Thread stack overflow

Question

In RTOses like vxworks whenever we create a task the stacksize is specified . Can we write a routine in C which checks if the stack is overflowing or not for the task ?

Answer 1

C doesn't offer you any way of doing that, however you can still do it by making some assumptions about the underlying system.

On Windows, stack size defaults to 1MB, unless specified otherwise on the compiler, and is always aligned with a round memory address. Based on this information you can estimate the remaining stack with a function like this:

unsigned long remaining_stack_size() {
    char dummy;
    return 0x000fffff & (unsigned long)&dummy;
    // 0x000fffff is 1MB -1 (1048576 -1)
}

Note that it actually returns the current stack address, which is the same thing as it's remaining size because the stack pointer decreases as it fills.

Proof of concept:

#include <stdio.h>
#include <windows.h>

unsigned long remaining_stack_size() {
    char dummy;
    return 0x001fffff & (unsigned long)&dummy + 1; // okay, some minor adjusts
}

void recurse_to_death(unsigned long used, char *p) {
    char buf[32*1024];
    used += 32*1024;
    printf("Used: 0x%08x Remaining: 0x%08x\n", used, remaining_stack_size());
    recurse_to_death(used, buf);
}

DWORD WINAPI my_thread(void *p) {
    printf("Total stack size of this Thread: 0x%08x bytes\n", remaining_stack_size() + 72);
    recurse_to_death(0, NULL);
    return 0;
}

int main(int argc, char *argv) {
    DWORD tid;
    // CreateThread's stack size actually defaults to 1MB+64KB and does not honor lower values
    CreateThread(NULL, NULL, my_thread, NULL, NULL, NULL);
    Sleep(30000);
    return 0;
}

remaining_stack_size() will predict a stack overflow just as the remaining size converges to 0.

Answer 2

FYI, you can do something like this from the shell in VxWorks using checkStack().

Answer 3

If your particular application statically allocates its threads, then it's possible to place their stacks in statically defined areas, and use a linker map to place a symbol at the end of those areas. Then, you just need to get your current stack pointer (as described in other answers) and compare the "end of stack segment" pointer to that address. This can also work for dynamic allocation, if each thread has some place to store an address provided to it as the end of its stack.

Answer 4

I don't know about VxWorks, but my recollection is that Green Hill's Velosity/uVelosity kernels provide code to do this. Even if they didn't, since they provide source that users can modify, and the infrastructure is there, it would be really easy to add.

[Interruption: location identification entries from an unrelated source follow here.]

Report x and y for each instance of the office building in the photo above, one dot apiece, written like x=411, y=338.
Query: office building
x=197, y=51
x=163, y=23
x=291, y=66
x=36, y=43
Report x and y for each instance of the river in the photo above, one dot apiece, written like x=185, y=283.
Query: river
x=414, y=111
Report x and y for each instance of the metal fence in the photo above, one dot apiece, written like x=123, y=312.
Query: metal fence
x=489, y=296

Edit: For the sake of disclosure, I did a summer internship with them, porting uVelosity to a new architecture. This is how I became intimate with its handling of thread stacks.

Answer 5

There's a few techniques you can use - typically you have a low-priority task which sniffs the stack status of all other tasks every second or so.

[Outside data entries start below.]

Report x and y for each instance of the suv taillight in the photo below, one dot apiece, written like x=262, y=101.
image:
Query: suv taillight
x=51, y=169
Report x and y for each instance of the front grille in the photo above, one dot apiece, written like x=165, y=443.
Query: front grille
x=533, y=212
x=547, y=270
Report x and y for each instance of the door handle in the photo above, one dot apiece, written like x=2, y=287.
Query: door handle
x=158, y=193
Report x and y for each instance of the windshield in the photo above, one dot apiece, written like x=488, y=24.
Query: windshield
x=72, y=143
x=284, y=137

a: Make sure the stack space is filled with a known pattern before your task starts. You can then find out how much 'uncorrupted' stack is left by checking for the pattern.

• Advantage: Lets you check the"high-watermark" of stack use.
• Disadvantage: If you allocate stack memory, but don't write to it for some reason, this technique MAY not detect the overflow.

b: You can simply sniff the stack pointer of all other threads.

• Disadvantage: This is just "sampling" the stack pointer, so a brief dip into overflow may not be noticed
• Advantage: Quick and easy.

I'd recommend a combination of both. Because you're doing lowlevel stuff using things like the VxWorks TaskInfoGet() functions, it's difficult to make this even remotely portable.

Answer 6

Look at your compiler they often let you add prelude functions to do this or they they might even check it themself unless you manipulate the stack pointer register.

And check if the operating system allows you to install "guard-pages". Mark the last page in your threads stack as non-read/non-write and catch the SIGSEGV signal and use a OS/CPU specific way to find out if it is the guard-page that failed. For this to work you must be sure that the stackframe of a function (stack passed parameters, local variables and alloca allocated space) is always less then a page size otherwise you can skip over the "guard-page" This is the best way to handle it as it has no runtime overhead during normal processing.

You see this highly OS/CPU/Compiler dependent. But i'm pretty sure that google will find useable code and helpers for this technique for all systems as it is a pretty common technique for low level programmers (for example runtime or interpreter implementors).

Answer 7

If you know how big the stack is, and if you are careful, then yes (but not portably). If there is no other way to obtain the base address of stack, you need to record the address of a stack variable in the thread's main function; this gives you an approximation to the top of the stack. Then, in your checking function, you take the address of a local variable; this gives you the bottom of the stack. If the difference between the top and the bottom is about your stack size, it is time to worry; if the difference is bigger than the stack size, it is too late to worry - the damage has been done (but now you need to think about how to clean up).